Reply by Deputy Prime Minister and Minister for Finance Tharman Shanmugaratnam:

The scale of infrastructure needs in Asia is large, with some US$8 trillion needed by 2020. As part of the region, Singapore views the Asian Infrastructure Investment Bank, or the AIIB, as a timely initiative that can help close this infrastructure gap. 

Singapore has itself benefitted from the assistance of institutions like the World Bank and the Asian Development Bank. In 1966, we joined these Banks to access additional sources of loans. While Singapore is no longer a borrowing country, we should play our part in supporting regional connectivity and growth, which will also benefit the Singapore economy. 

Singapore is one of the first few countries to be involved in the establishment of the AIIB. We are working with other founding members to build up the AIIB as a first-class international financial institution, with strong governance and high standards. Singapore played an active role in hosting and co-chairing the negotiations of the AIIB Articles of Agreement here, which were concluded in May this year.

Singapore, as a global financial centre and a base for major infrastructure companies, is well placed to collaborate with the AIIB and facilitate new opportunities for businesses here. In fact, the World Bank partners many Singapore-based companies along the infrastructure value chain, and uses Singapore as a base from which to provide urban and infrastructure solutions to countries regionally and globally. With the AIIB, companies can similarly bid for infrastructure projects, or provide advisory services for project structuring, among other opportunities. While businesses have to conduct their risk assessment for deals with the AIIB, we expect that the risk would be comparable to that of partnerships with other multilateral development institutions. 

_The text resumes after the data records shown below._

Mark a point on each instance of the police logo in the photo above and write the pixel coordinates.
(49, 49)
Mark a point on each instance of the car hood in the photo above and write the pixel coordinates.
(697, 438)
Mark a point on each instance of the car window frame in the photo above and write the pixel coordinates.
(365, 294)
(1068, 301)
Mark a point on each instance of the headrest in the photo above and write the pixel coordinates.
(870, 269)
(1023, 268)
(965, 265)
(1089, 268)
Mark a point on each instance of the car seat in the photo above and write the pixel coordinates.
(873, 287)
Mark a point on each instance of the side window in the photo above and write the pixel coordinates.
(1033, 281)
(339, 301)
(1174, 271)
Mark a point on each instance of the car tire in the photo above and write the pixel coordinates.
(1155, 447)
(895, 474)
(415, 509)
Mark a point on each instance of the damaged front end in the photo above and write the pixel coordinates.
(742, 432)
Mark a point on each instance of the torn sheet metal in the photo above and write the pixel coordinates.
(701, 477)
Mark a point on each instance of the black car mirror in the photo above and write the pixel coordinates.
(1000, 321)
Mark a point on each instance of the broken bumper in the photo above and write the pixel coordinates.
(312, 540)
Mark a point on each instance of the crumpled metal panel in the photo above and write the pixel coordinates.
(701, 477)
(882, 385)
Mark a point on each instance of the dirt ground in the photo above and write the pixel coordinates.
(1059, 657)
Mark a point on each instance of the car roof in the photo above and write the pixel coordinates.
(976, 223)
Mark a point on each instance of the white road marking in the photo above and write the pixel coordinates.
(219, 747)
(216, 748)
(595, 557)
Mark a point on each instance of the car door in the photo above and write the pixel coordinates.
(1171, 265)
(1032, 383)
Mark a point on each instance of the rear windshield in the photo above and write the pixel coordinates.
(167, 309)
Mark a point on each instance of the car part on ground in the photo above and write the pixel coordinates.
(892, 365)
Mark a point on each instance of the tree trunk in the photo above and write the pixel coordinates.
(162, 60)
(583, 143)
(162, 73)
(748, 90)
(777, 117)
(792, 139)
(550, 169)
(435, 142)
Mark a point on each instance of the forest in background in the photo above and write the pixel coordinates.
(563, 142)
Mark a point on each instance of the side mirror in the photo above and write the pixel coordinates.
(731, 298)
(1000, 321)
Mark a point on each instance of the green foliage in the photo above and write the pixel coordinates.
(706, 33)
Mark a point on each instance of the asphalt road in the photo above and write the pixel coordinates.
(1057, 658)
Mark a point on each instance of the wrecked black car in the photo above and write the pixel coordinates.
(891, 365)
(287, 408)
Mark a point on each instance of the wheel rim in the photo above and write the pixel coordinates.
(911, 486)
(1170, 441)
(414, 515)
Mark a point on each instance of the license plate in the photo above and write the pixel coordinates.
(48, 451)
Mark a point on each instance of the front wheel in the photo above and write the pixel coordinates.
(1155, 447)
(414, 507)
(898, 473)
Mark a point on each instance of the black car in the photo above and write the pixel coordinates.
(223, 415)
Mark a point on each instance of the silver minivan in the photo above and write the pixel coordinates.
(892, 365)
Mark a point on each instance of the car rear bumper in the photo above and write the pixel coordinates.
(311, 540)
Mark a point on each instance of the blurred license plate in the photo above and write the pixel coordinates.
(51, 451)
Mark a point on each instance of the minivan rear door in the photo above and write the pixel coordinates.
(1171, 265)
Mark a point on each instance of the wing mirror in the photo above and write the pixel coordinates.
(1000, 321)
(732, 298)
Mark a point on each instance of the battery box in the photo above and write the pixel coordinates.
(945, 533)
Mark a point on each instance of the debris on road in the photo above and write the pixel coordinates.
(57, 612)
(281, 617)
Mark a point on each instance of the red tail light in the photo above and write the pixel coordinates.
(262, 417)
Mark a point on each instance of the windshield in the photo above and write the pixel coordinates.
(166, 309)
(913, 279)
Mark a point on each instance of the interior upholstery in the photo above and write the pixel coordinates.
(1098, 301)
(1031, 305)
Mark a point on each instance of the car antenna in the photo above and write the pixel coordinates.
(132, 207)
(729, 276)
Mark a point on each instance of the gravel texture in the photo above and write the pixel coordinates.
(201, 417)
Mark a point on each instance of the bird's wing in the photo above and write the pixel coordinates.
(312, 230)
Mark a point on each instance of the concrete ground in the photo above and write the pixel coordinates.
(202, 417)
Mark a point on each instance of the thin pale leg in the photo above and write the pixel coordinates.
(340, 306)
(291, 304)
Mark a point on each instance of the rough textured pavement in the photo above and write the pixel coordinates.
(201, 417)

The AIIB will start with a total authorised capital of US$100 billion. The Singapore Government plans to subscribe to US$250 million, or 0.25%, of the AIIB’s total authorised capital. Of this US$250 million, 20% or US$50 million is to be paid-in over five annual installments, in other words US$10 million a year. The other 80% or US$200 million of our capital subscription does not need to be paid in, except when called by the AIIB in extraordinary circumstances. This is similar to the practice in other multilateral financial institutions. 

The AIIB will focus primarily on infrastructure, while the World Bank and the Asian Development Bank have additional priorities such as education and health. While Singapore is not a major donor country, we have an active partnership with these international institutions to promote regional and global growth. 

There is good support for the AIIB, both within and outside the region. 50 countries signed the AIIB Articles of Agreement last month, including our regional partners among ASEAN member states and major European economies such as France, Germany and the United Kingdom.  The AIIB Bill, tabled for first reading in Parliament today, will provide for Singapore to become a member of the AIIB.